On raconte dans ce film une anecdote hautement improbable, celle de deux Américains, dont l'un (George O'Brien) a rencontré dans des circonstances dramatiques la femme de sa vie, la danseuse Marie (Dolores Costello), une jeune Allemande. Mariés, il leur a fallu faire face à un dilemme en 1917... Mais le sens du devoir, n'est-ce pas... Donc O'Brien parti sur le front Français, Costello a du reprendre son métier en Europe. Mais une connaissance commune (Noah Beery) qui a une dent contre eux l'a reconnue, et l'a dénoncée comme espionne; Devinez qui sera dans le peloton... Comme dans tant de films de DeMille, une digression de luxe fait bifurquer les personnages vers l'époque biblique, tentant par tous les moyens de dresser un parallèle avec l'épisode de l'Arche de Noë. Je dis bien "tentant par tous les moyens", tant la ficelle est grosse...
Le "DeMille Autrichien" (Qui était comme chacun sait Hongrois) a fait ses gammes de 1926 à 1928, le temps que se monte cette production. Sorti trop tard, à l'époque du parlant, ce film est de toute façon un ratage, une histoire symbolique, d'un genre auquel DeMille lui-même ne touchait plus en 1928. dans cet ahurissant mélange (Scènes parlées dans un film muet, histoire contemporaine appuyée par des séquences bibliques) on voit bien ce qui fait l'essence du cinéma du jeune Curtiz: il tourne ce qu'on lui donne à tourner, y trouvant ou non son intérêt, mais fait de l'image à tout prix. Un cinéma donc de l'émotion, de la séquence, dans lequel l'élément humain est ballotté, maltraité. Des "attractions" selon l'expression de Mauritz Stiller: train qui déraille, explosions et batailles sur le front, un obus qui déclenche un glissement de terrain, et autres déluges. Le film s'appelant L'arche de Noë, ça va sans dire. Bien sur, on le sait, la légende honteuse de ce film fait de Curtiz un fou dangereux, responsable d'un nombre mal défini mais hélas réaliste de morts de figurants. Une étrange façon de prendre congé du cinéma muet, que ce film qui est mal fichu, mais considéré comme un classique...

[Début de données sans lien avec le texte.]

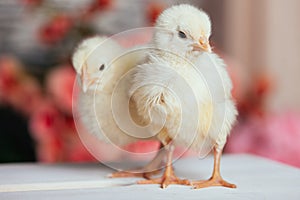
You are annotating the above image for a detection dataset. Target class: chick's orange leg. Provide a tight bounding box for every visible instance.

La religion dans ce film n'a aucun sens, c'est un toilettage passe-partout, une série de clichés lénifiants, auxquels la cinéaste n'a apporté aucun crédit. Il est même probable, occupé qu'il était à tenir une cravache dans une main, une méthode Assimil dans l'autre pendant qu'il tentait d'établir une communication avec les figurants qu'il s'apprêtait à noyer, que Curtiz n'a même pas réalisé qu'il y avait quoi que ce soit de religieux dans son film!
On peut se rassurer en imaginant que la version intégrale (environ 135 minutes selon les filmographies) sans doute perdue était plus cohérente, mais j'en doute fort. Du reste, autant le film est raté, autant il en devient distrayant, par les moyens engagés, par l'ahurissante puissance de feu d'un réalisateur capable de tant de choses, y compris pour le pire... Baroque, ça oui, le film est quand même bien plus intéressant que, disons, Mammy, The woman from Monte Carlo, God's gift to women, ou The soldier's plaything, tous ces films réalisés par Curtiz en 1930 - 1931! Et puis, ce film raté qui fut un échec reste symboliquement un bon moyen de clore une période de la vie d'un cinéaste marquée par le baroque, l'énorme, la grandiloquence, au moment-clé ou un nouveau type de cinéma, moins ambitieux, allant à l'essentiel, plus proche des gens va commencer à exister, dont paradoxalement le hautain Michael Curtiz sera l'un des plus intéressants artistes durant le début des années 30.